An IIFE is a function that runs as soon as it’s defined. It creates a private scope:

(function() {
const privateData = "secret";
console.log("IIFE ran:", privateData);
})();
// privateData is not accessible here

Modern JavaScript rarely needs IIFEs because let/const provide block scoping.

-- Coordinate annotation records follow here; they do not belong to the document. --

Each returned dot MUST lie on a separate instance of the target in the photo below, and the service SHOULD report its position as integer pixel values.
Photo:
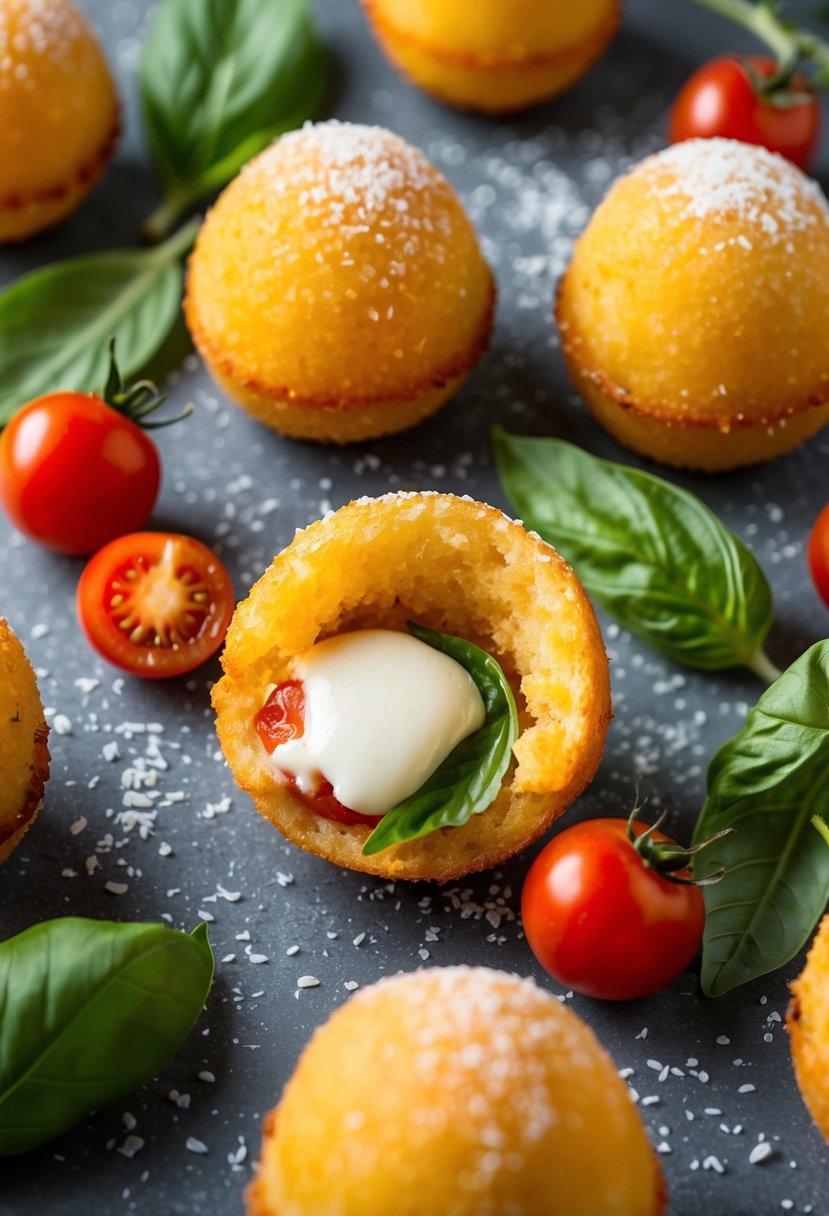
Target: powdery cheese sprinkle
(362, 176)
(40, 28)
(717, 178)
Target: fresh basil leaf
(469, 778)
(650, 553)
(88, 1011)
(56, 324)
(767, 782)
(219, 80)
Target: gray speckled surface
(530, 185)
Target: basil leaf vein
(219, 80)
(89, 1009)
(56, 324)
(649, 552)
(767, 782)
(469, 778)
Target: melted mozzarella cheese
(382, 711)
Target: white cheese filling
(382, 711)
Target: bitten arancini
(455, 1092)
(494, 56)
(58, 113)
(23, 750)
(454, 566)
(693, 313)
(808, 1029)
(337, 290)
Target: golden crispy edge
(84, 175)
(213, 355)
(592, 46)
(722, 422)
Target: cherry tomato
(156, 603)
(721, 99)
(282, 718)
(74, 472)
(603, 922)
(818, 555)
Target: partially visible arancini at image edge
(23, 743)
(808, 1029)
(492, 56)
(693, 311)
(462, 568)
(337, 290)
(58, 113)
(456, 1091)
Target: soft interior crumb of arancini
(458, 567)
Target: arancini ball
(457, 567)
(808, 1029)
(693, 311)
(58, 113)
(337, 290)
(489, 55)
(455, 1092)
(23, 750)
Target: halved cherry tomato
(818, 555)
(282, 718)
(721, 100)
(74, 472)
(156, 603)
(604, 922)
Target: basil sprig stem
(649, 552)
(57, 324)
(469, 778)
(770, 783)
(788, 43)
(90, 1009)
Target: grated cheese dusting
(723, 178)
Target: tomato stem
(137, 400)
(785, 39)
(666, 857)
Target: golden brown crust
(458, 567)
(587, 48)
(23, 743)
(450, 375)
(725, 422)
(82, 178)
(807, 1020)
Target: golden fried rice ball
(808, 1028)
(458, 1092)
(490, 55)
(693, 313)
(23, 752)
(458, 567)
(337, 290)
(58, 113)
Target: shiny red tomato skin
(74, 473)
(718, 100)
(164, 584)
(818, 555)
(603, 923)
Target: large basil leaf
(650, 553)
(219, 80)
(766, 783)
(88, 1011)
(469, 778)
(56, 324)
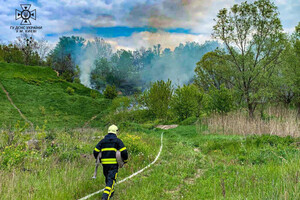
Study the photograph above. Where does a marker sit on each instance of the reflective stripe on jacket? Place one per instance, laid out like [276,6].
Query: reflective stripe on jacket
[108,147]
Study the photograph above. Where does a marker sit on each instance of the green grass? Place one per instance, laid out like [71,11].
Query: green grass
[191,166]
[43,98]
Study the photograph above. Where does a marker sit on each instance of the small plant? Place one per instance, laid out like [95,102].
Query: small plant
[70,90]
[110,92]
[94,94]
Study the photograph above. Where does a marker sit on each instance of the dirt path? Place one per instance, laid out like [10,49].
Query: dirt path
[12,103]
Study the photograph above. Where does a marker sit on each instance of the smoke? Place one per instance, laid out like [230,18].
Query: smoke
[178,65]
[95,49]
[151,64]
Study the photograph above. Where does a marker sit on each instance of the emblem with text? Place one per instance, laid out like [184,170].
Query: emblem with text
[25,15]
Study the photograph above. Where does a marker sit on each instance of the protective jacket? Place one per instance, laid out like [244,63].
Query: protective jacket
[108,148]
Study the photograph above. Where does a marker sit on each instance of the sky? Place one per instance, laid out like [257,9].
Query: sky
[129,24]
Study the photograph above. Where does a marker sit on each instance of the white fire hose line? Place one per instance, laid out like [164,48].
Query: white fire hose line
[132,175]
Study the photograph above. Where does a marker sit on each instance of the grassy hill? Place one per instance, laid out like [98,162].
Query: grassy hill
[192,165]
[45,98]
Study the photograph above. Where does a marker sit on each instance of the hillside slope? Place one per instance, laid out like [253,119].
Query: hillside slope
[44,98]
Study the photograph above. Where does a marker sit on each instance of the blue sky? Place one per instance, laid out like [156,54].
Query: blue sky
[130,23]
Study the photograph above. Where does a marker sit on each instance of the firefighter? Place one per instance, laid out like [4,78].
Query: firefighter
[108,148]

However, you still see them in legacy code and some build tools.

Common Pitfalls

Loop + Closure (Classic Problem)

// Problem: all buttons log 5
for (var i = 0; i < 5; i++) {
document.querySelectorAll("button")[i].onclick = function() {
console.log(i); // always 5
};
}
// Fix 1: Use let (block scope)
for (let i = 0; i < 5; i++) { /* ... */ }
// Fix 2: IIFE closure
for (var i = 0; i < 5; i++) {
(function(index) {
document.querySelectorAll("button")[index].onclick = function() {
console.log(index);
};
})(i);
}

Accidental Global Variable

function bad() {
leaked = "I'm global!"; // no var/let/const — becomes global!
}
bad();
console.log(leaked); // "I'm global!" — probably unintended

Always use strict mode ("use strict") to catch this:

"use strict";
function good() {
leaked = "error!"; // ❌ ReferenceError
}

Quick Reference

ConceptKeywordScopeHoistingTDZ
GlobalnoneEverywhereN/AN/A
FunctionvarFunctionundefinedNo
BlockletBlockHoistedYes
BlockconstBlockHoistedYes
ClosurefunctionLexicalDefinitionNo

Practice Exercises

  1. Predict the output: What will console.log(x) show at each labelled point?

    var x = 1;
    function test() {
    console.log(x); // ?
    var x = 2;
    console.log(x); // ?
    }
    test();
    console.log(x); // ?
  2. Fix the counter: The following counter should log 0, 1, 2 but doesn’t. Why?

    for (var i = 0; i < 3; i++) {
    setTimeout(() => console.log(i), 100);
    }
  3. Build a memoize function: Create a function memoize(fn) that returns a cached version of any pure function using closures.